According to the Department of Civil Aviation documentation, "Runway 01L/19R surface is grooved; Runway 01R/19L surface is not grooved". Further, "concrete drainage channels are located in the runway strips, parallel to and at 120 m offset from the runway centrelines." Five of the seven modes of operation at BKK call for arrivals on 19R.
A few weeks ago my flight landed in heavy rain on 19R, although maybe just a few knots wind (I can't recall the exact figure but I would have remembered it if it were excessive). ATC, Bangkok Tower (interestingly all female controllers after hand-off from Vietnam) asked the pilot about stopping conditions. Our pilot did express some concern to ATC on approach re: the weather at the field and if he should continue his approach. I guess he saw storm cells on his displays, but was reassured that conditions were acceptable. There were six ~ seven arrivals in our queue and none seemed to be expressing any concerns.

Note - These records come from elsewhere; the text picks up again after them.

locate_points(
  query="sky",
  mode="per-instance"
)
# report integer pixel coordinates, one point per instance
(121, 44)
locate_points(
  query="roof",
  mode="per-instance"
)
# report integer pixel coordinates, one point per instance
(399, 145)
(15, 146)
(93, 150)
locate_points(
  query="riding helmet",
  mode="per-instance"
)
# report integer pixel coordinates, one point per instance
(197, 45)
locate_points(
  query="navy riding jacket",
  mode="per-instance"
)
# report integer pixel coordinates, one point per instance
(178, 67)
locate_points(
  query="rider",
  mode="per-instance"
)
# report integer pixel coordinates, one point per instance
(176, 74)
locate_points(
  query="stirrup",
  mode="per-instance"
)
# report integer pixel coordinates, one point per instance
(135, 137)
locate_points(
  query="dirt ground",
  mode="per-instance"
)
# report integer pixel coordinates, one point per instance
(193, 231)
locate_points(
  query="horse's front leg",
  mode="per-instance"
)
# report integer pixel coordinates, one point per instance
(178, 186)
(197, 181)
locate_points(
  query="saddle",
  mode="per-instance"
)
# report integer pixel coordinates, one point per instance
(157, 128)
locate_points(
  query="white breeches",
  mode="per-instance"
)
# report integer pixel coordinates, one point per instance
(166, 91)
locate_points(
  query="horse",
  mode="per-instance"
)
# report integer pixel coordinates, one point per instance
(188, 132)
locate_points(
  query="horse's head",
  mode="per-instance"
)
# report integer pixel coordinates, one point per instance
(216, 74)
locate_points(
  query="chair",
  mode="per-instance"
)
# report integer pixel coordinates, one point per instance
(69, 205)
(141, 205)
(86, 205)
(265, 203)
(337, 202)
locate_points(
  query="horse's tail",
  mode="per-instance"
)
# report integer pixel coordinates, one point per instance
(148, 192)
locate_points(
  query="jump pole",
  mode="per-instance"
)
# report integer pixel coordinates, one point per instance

One of the reasons the BTS (Skytrain) and MRT (Subway) do not operate 24 hours per day is so that the entire system can be checked each day. AFAIK every inch of track is examined every day. I ride both systems up to eight times per day and have not noticed any irregularities mentioned in this thread. There was a single incident involving the MRT where a loaded train collided with an empty train and ~ 150 people were injured. This incident exposed some problem areas (moving a stalled train) that have been addressed.
Generally I would caution people against reading too much into reports in the English language press here, and/or accepting the reporting and editing as factual and accurate. This has more to do with language and culture, and generally incompetent newspaper management, than it does with censorship, libel or editorial policy.